It reminds me of a survivor named Jane. Jane is a young mom of three girls, and not only has she had cancer twice, but she also discovered that her partner isn’t who she thought he was. Unfortunately, this happens to many of us when we get into these intense medical journeys. Sometimes the people that are closest to us show their true colors when we’re going through these tough times. For Jane, not only did she have to deal with the fact that she had cancer and went through treatment, but she also had the additional stresses of caring for her three young girls and a divorce from her husband.
Jane is a perfect example of a survivor in that constantly stressed “survivor state”. Not only was she fearful because she didn’t know what was going to happen to her daughters, but she was also confused because she found out that her partner isn’t who she thought he was. She was frozen, unable to take steps forward, because of the fear of having cancer again and what it would mean for her and her daughters if she were to go through treatment another time. She also felt crushed and deflated because all of a sudden a main member of her support network was disappearing.
Jane and I came up with a plan to be able to move her out of that frozen state. The first thing was to address her stress state. We created a care plan that integrated the use of herbs to support her nervous system, along with mindfulness techniques, and acupuncture. The additional benefit of the acupuncture for her was that the treatment itself allowed her 20 minutes once a week, where she could relax quietly by herself, and actually get into that meditative state. Through these fairly simple strategies, we were able to move her out of her stressed state in a fairly short time, and help her start to shift into thriving.
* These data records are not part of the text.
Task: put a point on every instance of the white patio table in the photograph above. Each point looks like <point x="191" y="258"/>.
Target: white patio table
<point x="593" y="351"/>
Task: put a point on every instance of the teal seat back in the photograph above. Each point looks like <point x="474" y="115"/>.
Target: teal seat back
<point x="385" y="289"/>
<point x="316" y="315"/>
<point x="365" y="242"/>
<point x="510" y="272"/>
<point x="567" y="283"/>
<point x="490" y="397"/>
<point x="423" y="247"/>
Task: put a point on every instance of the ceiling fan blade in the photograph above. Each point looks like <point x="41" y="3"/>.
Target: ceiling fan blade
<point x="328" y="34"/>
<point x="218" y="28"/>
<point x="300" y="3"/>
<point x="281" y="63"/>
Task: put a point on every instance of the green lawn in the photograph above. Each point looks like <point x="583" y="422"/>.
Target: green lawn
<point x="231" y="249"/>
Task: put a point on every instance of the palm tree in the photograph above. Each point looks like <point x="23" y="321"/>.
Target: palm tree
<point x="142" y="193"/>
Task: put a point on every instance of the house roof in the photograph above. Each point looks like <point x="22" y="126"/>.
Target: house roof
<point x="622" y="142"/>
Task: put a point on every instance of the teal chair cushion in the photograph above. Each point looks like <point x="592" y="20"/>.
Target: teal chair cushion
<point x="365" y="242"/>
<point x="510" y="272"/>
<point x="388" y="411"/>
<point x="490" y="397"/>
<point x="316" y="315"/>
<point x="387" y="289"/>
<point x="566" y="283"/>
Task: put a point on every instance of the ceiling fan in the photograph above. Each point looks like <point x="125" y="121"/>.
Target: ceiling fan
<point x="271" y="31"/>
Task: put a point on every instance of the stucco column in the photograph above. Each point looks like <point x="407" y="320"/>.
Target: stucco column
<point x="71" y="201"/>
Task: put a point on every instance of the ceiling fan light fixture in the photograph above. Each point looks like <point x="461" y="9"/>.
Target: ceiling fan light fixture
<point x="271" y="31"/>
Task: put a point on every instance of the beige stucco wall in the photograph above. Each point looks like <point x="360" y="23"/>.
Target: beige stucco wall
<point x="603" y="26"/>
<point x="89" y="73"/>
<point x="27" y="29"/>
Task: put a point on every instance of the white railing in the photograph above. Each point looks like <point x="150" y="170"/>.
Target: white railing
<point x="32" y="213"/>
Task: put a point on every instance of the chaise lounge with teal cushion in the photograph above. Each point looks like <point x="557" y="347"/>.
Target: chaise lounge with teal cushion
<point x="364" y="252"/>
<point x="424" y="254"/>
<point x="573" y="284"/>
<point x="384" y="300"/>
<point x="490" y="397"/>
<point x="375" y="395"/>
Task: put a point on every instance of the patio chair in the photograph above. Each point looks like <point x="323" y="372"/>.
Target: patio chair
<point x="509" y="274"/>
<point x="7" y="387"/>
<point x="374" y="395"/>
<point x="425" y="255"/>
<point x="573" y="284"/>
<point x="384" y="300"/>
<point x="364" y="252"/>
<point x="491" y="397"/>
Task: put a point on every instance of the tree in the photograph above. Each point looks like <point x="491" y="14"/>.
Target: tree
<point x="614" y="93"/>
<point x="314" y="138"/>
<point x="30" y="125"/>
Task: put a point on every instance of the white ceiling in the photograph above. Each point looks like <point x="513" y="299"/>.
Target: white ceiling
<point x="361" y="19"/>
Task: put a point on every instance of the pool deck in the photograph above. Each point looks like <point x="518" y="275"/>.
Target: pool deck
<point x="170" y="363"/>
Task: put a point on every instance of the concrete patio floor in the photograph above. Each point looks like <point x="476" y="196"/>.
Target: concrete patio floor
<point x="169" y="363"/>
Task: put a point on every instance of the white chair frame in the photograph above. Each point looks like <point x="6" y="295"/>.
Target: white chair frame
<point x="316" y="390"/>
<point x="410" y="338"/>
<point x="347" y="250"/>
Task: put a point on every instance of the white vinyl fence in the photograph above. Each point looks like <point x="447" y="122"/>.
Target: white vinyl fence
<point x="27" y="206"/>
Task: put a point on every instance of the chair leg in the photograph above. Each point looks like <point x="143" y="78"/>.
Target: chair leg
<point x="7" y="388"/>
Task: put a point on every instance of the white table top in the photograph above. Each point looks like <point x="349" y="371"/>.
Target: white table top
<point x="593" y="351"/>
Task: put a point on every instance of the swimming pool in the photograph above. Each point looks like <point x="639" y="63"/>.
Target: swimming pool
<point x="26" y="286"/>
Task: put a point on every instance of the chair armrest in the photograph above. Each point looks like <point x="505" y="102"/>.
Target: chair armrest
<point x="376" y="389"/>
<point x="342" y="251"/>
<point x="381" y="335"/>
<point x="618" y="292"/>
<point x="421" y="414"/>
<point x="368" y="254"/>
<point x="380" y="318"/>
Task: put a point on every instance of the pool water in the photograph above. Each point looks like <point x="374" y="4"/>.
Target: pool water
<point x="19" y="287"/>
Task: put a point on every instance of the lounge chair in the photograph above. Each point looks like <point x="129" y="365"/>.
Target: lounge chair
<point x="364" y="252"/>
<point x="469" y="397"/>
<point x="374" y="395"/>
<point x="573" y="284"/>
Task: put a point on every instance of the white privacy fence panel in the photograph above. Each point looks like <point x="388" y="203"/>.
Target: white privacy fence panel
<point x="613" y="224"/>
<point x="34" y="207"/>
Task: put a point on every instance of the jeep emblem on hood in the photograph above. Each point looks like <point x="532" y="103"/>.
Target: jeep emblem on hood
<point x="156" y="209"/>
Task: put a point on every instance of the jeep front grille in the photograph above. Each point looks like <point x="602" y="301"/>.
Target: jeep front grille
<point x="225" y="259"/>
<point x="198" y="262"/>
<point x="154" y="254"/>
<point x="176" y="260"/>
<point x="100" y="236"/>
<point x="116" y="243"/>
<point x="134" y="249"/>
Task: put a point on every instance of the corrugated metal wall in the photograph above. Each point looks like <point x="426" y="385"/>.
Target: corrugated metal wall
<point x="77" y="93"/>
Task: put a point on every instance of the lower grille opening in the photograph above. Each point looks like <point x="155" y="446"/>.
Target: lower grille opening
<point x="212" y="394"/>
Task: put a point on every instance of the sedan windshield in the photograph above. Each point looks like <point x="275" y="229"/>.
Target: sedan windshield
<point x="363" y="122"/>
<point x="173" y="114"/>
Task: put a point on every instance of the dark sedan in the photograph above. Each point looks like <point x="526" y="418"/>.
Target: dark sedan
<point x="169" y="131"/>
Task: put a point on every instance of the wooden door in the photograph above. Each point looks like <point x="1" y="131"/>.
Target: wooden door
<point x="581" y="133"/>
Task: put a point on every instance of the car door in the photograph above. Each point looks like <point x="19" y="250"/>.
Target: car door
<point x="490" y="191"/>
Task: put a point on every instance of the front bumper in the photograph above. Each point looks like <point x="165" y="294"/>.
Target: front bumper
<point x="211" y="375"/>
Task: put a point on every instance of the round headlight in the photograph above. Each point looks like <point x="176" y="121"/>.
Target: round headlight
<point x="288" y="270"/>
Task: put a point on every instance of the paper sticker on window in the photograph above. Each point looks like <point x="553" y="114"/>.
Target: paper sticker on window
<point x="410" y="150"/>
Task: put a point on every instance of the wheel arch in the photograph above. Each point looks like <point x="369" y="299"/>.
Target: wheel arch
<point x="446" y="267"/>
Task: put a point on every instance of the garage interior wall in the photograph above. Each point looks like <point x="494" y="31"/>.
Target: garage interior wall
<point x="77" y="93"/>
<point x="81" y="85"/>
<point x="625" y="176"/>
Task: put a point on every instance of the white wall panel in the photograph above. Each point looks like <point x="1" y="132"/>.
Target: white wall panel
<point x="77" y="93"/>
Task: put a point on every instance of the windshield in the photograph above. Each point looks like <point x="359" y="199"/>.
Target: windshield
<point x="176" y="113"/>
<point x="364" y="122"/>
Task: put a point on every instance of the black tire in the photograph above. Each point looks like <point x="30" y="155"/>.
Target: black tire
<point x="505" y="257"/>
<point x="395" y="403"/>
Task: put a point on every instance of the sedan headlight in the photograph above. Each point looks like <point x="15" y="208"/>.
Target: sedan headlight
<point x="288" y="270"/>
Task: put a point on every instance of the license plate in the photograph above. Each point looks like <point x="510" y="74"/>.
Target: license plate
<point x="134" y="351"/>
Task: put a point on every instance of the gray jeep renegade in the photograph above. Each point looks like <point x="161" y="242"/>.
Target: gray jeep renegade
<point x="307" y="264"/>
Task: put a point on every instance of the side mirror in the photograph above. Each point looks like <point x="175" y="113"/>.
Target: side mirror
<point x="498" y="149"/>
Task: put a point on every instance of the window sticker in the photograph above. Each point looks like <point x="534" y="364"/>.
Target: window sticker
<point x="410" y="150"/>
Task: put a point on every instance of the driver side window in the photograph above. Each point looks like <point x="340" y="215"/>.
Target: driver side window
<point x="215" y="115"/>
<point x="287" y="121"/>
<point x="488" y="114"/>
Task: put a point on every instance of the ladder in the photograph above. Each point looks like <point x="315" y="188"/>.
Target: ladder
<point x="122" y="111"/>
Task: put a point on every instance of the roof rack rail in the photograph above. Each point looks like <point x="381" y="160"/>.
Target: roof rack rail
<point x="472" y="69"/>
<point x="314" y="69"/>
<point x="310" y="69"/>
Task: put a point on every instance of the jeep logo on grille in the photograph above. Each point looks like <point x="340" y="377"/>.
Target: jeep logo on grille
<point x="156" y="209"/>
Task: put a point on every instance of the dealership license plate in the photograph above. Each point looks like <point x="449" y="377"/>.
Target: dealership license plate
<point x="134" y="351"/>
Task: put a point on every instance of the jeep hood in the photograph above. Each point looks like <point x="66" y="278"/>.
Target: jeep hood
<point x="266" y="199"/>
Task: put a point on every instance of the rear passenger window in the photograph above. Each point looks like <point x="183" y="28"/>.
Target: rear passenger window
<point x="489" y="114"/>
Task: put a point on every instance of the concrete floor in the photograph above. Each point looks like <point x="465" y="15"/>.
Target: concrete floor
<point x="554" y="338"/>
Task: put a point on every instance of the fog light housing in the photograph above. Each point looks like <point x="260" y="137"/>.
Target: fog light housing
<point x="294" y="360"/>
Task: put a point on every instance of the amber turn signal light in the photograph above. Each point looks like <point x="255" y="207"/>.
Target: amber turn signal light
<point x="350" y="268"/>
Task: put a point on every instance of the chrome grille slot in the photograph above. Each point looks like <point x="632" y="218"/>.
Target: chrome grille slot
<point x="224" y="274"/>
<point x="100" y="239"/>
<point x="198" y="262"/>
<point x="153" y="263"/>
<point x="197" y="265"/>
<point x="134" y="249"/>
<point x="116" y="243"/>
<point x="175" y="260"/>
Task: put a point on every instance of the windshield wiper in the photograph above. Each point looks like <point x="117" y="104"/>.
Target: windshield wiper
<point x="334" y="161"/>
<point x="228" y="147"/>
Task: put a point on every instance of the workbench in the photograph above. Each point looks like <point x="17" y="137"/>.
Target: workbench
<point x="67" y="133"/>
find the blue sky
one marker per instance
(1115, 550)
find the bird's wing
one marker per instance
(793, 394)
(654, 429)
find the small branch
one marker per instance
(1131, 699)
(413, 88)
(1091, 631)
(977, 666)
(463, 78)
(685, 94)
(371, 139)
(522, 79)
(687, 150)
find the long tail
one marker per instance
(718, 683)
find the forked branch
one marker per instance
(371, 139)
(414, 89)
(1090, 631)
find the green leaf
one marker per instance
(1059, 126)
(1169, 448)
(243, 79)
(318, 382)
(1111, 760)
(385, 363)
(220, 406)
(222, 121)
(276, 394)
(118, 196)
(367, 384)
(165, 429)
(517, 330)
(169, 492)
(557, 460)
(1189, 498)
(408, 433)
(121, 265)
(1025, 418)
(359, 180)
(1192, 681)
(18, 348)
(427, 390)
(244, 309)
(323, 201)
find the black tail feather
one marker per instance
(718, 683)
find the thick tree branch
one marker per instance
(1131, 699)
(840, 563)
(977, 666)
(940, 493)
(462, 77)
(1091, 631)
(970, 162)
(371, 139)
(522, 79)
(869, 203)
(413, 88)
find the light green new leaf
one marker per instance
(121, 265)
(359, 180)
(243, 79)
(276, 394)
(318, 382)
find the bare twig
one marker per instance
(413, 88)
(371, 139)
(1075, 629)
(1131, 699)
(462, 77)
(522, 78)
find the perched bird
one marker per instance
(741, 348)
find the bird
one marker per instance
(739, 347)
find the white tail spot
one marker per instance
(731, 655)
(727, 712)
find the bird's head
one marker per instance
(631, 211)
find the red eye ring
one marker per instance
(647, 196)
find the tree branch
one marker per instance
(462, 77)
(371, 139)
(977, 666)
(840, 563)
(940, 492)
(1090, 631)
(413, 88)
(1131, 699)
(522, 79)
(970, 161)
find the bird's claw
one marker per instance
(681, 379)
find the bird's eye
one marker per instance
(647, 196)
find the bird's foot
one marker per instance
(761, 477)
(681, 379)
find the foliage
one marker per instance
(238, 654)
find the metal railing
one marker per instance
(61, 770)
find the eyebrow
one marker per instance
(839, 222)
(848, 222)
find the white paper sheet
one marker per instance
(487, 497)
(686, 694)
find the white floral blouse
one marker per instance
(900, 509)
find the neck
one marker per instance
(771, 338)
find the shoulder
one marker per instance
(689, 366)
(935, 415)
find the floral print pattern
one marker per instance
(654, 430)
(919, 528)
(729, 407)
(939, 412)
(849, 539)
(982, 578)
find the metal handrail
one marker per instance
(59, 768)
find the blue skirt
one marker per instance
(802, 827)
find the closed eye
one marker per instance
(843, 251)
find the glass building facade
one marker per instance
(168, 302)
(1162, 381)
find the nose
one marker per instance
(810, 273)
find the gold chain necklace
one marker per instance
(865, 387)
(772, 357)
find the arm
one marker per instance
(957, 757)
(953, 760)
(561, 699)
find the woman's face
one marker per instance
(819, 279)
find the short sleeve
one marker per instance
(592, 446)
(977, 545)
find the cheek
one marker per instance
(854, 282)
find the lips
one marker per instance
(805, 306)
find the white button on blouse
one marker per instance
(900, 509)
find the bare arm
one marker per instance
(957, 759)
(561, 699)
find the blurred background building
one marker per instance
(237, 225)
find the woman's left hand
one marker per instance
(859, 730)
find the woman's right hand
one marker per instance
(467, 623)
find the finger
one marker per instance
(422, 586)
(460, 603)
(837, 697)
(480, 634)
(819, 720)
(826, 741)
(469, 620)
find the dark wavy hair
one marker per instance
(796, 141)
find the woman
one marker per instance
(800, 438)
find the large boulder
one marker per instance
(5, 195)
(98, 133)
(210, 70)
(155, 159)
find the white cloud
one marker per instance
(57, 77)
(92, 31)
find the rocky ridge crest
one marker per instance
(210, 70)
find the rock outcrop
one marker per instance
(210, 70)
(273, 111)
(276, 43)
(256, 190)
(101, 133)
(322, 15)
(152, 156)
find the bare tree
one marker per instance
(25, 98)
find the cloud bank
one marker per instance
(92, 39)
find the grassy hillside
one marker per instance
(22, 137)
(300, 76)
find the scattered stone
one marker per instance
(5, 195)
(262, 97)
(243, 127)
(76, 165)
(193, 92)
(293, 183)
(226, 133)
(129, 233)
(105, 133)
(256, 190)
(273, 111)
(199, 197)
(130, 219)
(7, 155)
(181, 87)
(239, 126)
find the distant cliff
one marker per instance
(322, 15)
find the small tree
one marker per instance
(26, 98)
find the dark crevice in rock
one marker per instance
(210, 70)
Once we gained some momentum, we also worked on releasing trauma from the past. This was a big step because it required some significant self-work from Jane, as well as a lot of support. When we release trauma from the past it can be obvious things like actual diagnosis and treatment, but it also can go deeper, including other traumas from other major life experiences. This was the case for Jane. She had to go through the trauma of her cancer journey, but also the additional trauma of her divorce.
It can feel overwhelming to start down this path of healing, but the emotional freedom and sense of fortitude are undoubtedly worth it, for you and the people around you.